Vitter has the advantage of ten years as a U.S. Senator and a massive fundraising operation at his disposal. He has won two statewide elections and is leading in the polls at this early point in the race. Most analysts believe that Vitter is the heavy favorite to win; however, he does have some obstacles to overcome.
He faces formidable opposition from three candidates: Lt. Governor Jay Dardenne and Public Service Commissioner Scott Angelle, both Republicans, and State Representative John Bel Edwards, a Democrat legislator from Amite. None of the candidates have raised as much money as Vitter, but Dardenne has won four statewide elections in recent years. In fact, no one has won more statewide elections than Dardenne since Hurricane Katrina.

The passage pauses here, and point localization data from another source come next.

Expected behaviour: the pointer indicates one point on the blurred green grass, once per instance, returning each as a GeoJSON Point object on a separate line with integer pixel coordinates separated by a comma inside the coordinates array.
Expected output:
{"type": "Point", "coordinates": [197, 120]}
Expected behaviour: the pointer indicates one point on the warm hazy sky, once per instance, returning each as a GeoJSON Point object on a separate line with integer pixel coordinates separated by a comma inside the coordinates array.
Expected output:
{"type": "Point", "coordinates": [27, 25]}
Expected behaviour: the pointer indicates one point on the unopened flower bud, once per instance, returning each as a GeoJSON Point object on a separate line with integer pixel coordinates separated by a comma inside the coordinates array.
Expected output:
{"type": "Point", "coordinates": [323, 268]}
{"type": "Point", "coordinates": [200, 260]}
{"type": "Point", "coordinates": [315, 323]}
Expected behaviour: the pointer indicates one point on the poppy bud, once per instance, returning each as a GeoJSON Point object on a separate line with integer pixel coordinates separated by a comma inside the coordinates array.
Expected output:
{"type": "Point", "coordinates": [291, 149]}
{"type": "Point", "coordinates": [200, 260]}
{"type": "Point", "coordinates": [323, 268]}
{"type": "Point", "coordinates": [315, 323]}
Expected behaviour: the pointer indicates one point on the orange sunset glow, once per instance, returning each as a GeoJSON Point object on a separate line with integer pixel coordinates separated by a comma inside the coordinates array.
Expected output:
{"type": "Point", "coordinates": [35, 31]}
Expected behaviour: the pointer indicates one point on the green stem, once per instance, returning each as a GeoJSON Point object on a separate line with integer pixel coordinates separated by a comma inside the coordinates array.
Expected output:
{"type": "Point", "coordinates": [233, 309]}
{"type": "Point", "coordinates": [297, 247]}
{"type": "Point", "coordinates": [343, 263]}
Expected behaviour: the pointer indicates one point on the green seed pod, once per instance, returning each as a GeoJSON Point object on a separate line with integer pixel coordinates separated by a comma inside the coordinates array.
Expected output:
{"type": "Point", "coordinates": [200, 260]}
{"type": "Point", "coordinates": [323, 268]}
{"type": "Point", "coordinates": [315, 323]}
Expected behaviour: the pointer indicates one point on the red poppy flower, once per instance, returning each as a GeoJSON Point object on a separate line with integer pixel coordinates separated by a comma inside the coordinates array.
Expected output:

Questions remain about whether retired U.S. Army General Russell Honore will run as an Independent and New Orleans Mayor Mitch Landrieu will run as a Democrat. Honore is the hero of Hurricane Katrina and has been leading the “Green Army” in the battle for the environment in Louisiana. Landrieu, of course is the Democratic Party’s best hope, but he may be reluctant to run after his sister suffered a rather significant defeat in her Senate race last November. Another wild card is State Treasurer John Kennedy, who is quite popular, and is looking at the Governor’s race, as well as the race for Attorney General or running for re-election as State Treasurer.
If no one else enters the race and it is set at four candidates, it is unlikely that Vitter will be able to prevail without a run-off. As the most conservative candidate in the race, he is well positioned to run first in the primary election, but his eventual victory may very well depend on who he faces in the run-off. If his runoff opponent is John Bel Edwards, Vitter will be the heavy favorite. There are no Democrats in statewide elected office in Louisiana today and that is likely not too change by the fall. However, if he faces either of his fellow Republicans in the run-off, Vitter is looking at a much more difficult road to victory.
In that scenario, the vast majority of Democrats in the state will likely vote for Vitter’s more moderate GOP opponent. In addition, enough Republicans dislike Vitter for either his abrasive personality or his “serious sin” which he committed with presumably the D.C. Madam’s call girl ring that he would be possibly vulnerable.
Vitter’s future may well be determined by who makes the run-off against him. In the 1991 gubernatorial runoff, Edwin Edwards would not have been able to beat any other candidate except David Duke. Thus, he was extremely fortunate to land in a runoff against him. In the 1995 Governor’s race, Mike Foster may have lost to any other runoff opponent except controversial African American congressman Cleo Fields, so he was quite fortunate as well.
It remains to be seen how fortunate Vitter will be in this race; however, to be sitting in his position today after the troubles he has faced in his career, Vitter should already be considered quite fortunate.